Asia mendominasi penerbangan tersibuk di dunia dengan tujuh rute, sementara Bangkok–Hong Kong berada di peringkat kedelapan.


Bangkok, Suarathaiand- OAG, sebuah perusahaan data penerbangan terkemuka, telah merilis peringkat 10 rute penerbangan internasional tersibuk di dunia berdasarkan kapasitas kursi pada tahun 2025. 
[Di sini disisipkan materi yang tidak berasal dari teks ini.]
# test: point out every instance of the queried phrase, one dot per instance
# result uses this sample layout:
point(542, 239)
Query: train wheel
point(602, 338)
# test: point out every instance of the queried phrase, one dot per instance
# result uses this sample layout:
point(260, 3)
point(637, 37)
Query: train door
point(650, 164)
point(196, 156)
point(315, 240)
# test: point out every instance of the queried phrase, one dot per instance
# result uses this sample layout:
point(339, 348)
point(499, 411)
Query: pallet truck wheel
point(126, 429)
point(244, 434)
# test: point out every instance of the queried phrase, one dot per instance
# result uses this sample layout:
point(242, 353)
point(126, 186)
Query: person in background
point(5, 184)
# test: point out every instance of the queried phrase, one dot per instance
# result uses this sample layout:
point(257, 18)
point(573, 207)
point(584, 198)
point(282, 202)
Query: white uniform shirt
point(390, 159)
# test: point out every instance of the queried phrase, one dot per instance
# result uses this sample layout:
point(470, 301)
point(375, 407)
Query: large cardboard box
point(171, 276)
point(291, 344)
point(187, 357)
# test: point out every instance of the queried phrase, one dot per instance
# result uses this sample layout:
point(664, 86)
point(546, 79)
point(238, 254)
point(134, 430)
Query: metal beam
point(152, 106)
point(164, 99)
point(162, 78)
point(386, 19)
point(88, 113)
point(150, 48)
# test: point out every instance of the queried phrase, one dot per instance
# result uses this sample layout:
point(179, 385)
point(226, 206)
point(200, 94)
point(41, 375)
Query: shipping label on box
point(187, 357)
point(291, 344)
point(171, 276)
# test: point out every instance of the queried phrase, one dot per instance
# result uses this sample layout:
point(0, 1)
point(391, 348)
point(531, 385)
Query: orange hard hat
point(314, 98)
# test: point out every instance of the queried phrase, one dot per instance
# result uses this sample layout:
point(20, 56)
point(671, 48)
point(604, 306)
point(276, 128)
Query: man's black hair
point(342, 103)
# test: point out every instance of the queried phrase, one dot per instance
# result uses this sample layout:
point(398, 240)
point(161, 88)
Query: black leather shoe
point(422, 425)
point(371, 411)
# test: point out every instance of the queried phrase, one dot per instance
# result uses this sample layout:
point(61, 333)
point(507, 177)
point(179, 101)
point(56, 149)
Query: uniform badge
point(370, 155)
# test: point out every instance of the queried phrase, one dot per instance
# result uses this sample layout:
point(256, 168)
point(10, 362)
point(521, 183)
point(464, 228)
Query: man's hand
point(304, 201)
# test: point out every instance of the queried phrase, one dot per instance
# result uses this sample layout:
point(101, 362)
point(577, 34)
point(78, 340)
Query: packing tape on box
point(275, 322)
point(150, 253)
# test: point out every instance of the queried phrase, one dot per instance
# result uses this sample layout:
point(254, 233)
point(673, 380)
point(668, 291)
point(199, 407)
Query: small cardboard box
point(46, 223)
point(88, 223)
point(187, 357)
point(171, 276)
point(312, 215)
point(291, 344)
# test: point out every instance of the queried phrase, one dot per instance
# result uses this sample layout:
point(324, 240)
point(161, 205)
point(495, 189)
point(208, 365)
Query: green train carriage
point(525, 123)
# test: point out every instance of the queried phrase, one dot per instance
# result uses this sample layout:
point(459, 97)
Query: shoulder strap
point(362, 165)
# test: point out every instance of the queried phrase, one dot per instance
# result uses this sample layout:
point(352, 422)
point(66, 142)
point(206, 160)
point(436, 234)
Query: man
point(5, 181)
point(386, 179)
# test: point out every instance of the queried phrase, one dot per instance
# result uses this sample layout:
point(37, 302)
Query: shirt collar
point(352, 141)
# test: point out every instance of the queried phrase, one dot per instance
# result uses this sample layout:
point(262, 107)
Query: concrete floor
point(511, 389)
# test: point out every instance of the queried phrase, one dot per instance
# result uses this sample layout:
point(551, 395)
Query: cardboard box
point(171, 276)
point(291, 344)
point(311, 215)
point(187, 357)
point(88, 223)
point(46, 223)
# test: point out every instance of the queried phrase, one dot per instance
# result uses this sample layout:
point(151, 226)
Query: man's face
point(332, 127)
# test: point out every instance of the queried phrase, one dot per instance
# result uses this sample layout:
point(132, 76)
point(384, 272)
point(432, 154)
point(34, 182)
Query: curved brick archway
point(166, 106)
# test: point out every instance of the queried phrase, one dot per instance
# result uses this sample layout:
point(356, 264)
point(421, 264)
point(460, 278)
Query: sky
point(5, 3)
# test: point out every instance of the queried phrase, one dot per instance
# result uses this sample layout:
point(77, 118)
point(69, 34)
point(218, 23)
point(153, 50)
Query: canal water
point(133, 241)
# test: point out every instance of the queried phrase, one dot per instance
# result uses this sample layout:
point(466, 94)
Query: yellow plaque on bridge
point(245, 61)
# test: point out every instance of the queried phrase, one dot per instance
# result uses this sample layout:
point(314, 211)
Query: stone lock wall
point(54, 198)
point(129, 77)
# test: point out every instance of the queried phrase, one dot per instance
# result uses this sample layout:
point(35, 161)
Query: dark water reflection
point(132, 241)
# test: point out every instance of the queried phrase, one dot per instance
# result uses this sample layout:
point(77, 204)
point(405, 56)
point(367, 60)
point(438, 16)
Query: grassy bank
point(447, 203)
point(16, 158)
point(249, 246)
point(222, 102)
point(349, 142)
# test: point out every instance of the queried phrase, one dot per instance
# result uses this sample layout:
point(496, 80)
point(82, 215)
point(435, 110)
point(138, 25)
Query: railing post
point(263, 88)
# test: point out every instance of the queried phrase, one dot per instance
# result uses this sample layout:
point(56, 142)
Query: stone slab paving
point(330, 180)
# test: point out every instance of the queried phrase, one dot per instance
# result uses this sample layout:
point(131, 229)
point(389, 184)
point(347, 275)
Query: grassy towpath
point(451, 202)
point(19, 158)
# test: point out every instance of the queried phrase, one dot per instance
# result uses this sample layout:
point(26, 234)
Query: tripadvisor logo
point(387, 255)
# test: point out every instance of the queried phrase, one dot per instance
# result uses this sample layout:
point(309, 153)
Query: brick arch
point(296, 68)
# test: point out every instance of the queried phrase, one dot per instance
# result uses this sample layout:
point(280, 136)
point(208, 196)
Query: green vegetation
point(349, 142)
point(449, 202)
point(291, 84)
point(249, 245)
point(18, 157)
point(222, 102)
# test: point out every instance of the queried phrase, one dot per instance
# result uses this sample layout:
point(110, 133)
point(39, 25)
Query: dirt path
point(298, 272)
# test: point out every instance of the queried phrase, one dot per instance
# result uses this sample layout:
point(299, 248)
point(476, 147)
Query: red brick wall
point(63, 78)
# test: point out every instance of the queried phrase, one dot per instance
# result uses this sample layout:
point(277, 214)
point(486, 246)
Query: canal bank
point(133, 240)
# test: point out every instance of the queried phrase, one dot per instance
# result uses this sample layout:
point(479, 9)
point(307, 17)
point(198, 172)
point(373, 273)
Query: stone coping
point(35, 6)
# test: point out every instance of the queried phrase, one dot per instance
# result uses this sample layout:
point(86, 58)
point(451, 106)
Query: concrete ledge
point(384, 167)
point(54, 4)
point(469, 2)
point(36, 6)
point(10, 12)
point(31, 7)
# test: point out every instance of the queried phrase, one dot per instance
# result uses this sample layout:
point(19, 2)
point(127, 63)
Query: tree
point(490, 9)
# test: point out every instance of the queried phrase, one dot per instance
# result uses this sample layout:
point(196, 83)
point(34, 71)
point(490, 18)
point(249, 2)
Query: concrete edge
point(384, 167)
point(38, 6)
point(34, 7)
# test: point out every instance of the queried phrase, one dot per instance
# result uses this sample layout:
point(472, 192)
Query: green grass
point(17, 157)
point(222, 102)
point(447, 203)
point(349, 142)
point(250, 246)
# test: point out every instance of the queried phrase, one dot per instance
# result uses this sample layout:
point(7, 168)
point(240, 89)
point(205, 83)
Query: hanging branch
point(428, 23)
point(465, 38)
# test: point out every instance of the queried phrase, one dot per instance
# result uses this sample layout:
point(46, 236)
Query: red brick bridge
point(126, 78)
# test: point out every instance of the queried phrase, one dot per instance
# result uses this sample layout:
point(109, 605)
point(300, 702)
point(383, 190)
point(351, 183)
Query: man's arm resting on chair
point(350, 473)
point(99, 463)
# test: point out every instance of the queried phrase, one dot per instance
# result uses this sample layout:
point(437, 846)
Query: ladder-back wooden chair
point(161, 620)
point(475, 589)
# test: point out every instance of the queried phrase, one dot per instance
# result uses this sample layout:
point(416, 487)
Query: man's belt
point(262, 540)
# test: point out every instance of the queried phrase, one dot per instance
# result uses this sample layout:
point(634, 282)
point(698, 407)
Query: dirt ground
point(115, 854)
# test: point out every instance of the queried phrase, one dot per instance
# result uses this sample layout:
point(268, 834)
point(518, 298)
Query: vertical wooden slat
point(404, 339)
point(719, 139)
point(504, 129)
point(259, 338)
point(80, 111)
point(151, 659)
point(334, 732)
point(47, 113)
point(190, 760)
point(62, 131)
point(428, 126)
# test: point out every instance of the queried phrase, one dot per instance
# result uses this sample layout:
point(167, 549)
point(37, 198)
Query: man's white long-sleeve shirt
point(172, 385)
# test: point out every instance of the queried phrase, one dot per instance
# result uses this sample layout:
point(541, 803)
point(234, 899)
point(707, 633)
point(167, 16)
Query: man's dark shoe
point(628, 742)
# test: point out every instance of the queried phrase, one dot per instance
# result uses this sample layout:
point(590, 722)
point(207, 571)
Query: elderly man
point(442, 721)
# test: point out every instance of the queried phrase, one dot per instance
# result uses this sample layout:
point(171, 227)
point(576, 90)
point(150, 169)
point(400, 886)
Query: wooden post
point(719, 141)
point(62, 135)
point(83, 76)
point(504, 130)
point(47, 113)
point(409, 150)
Daftar tersebut menunjukkan bahwa sebagian besar rute internasional berkapasitas tertinggi berada di Asia, yaitu tujuh dari 10 rute.

Hal ini menggarisbawahi pemulihan yang kuat di Asia dan semakin pentingnya hal ini bagi industri penerbangan global. Rute Hong Kong–Taipei menduduki peringkat pertama dengan 6.832.683 kursi.

Thailand juga masuk dalam daftar: rute Bangkok–Hong Kong berada di peringkat kedelapan, dengan total kapasitas kursi tahunan sebesar 4.169.125.

10 rute internasional tersibuk berdasarkan kapasitas kursi pada tahun 2025 (OAG):

-Hong Kong – Taipei: 6.832.683 kursi

-Kairo – Jeddah: 5.753.491 kursi

-Kuala Lumpur – Singapura: 5.574.409 kursi

-Seoul Incheon – Tokyo Narita: 5.069.779 kursi

-Seoul Incheon – Osaka Kansai: 4.959.596 kursi

-Jakarta – Singapura : 4.619.323 kursi

-Dubai – Riyadh: 4.465.632 kursi

-Bangkok – Hong Kong: 4.169.125 kursi

-Tokyo Narita – Taipei: 4.021.181 kursi

-New York – London Heathrow: 3.971.000 kursi

Data tersebut juga menunjukkan Hong Kong–Taipei tetap berada di posisi teratas, dan tetap menjadi rute internasional terpadat dengan 6,8 juta kursi, naik 1% dari tahun 2024. 

Meskipun kapasitas masih 14% di bawah kapasitas tahun 2019, persaingan yang kuat di antara tujuh maskapai penerbangan membantu menurunkan tarif rata-rata sebesar 6% menjadi sekitar US$115.

Di ASEAN, Kuala Lumpur–Singapura berada di peringkat ketiga secara global dengan 5,6 juta kursi, kembali ke level tahun 2019. Maskapai ini juga mencatat tarif rata-rata terendah yaitu US$62, yang mencerminkan persaingan harga yang ketat.

Timur Tengah juga menonjol karena pertumbuhannya yang pesat. Kairo–Jeddah naik ke posisi kedua dengan 5,8 juta kursi, naik 71% dibandingkan tahun 2019. 

Faktor pendorong utamanya adalah perluasan maskapai penerbangan bertarif rendah, yang menguasai lebih dari 43% pasar pada rute ini, sehingga mendukung permintaan dari perjalanan bisnis dan pariwisata.